Let me tell you what I observed back then:

The IETF group working on IM was comprised of people from Netscape, Microsoft,
AOL and a few others. At that point, AOL owned the IM world through AOL
Messenger and (then recently acquired) ICQ. Microsoft was starting to make a
dent with MSN Messenger after they started bundling it with the O/S and
everything.

I was following the IETF discussions and mailing lists, and after a couple of
months realised that the people on these lists had no reason to make things
happen -- on the contrary. Everyone wanted AOL to open up the ICQ/AOL
networks; they wouldn't. Everyone was already working on their own IM
protocol, and didn't want to share it with the others -- they just wanted the
OTHERS to share THEIRS. The discussions were long and pointless, revolving
around semantics and irrelevant scenarios.

XMPP/Jabber developer was among the participants. The suggestions were full of
flaws, complex and inefficient to implement, and no one liked them. But he was
the only guy releasing code.
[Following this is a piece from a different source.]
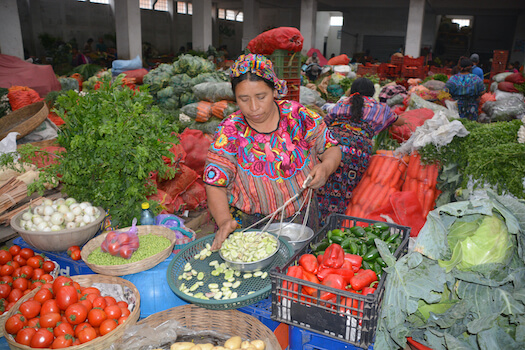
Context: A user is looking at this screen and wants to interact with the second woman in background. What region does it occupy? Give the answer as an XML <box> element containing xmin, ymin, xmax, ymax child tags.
<box><xmin>318</xmin><ymin>78</ymin><xmax>404</xmax><ymax>222</ymax></box>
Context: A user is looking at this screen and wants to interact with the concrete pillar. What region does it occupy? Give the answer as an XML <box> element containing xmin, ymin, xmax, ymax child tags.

And after a couple of years (sometime in 2001
IIRC -- I was no longer closely following it) it actually became usable.

It is still inefficient; it is still too complex for what it does; But for the
last 9 years or so, it was the only option for a documented protocol with an
open source implementation that you could find cross-platform clients for and
install inside your own network.

And that's a win.

------
imaginator
Jabber, the universal chat protocol latterly known as XMPP^w^w^w^w^w^w^w^wThe
federated message passing network known as XMPP.

The virtues of a realtime decentralized but federated message passing
network... reduced to "chat".

Yeah, the chat network turns 12. Congratulations XMPP folk.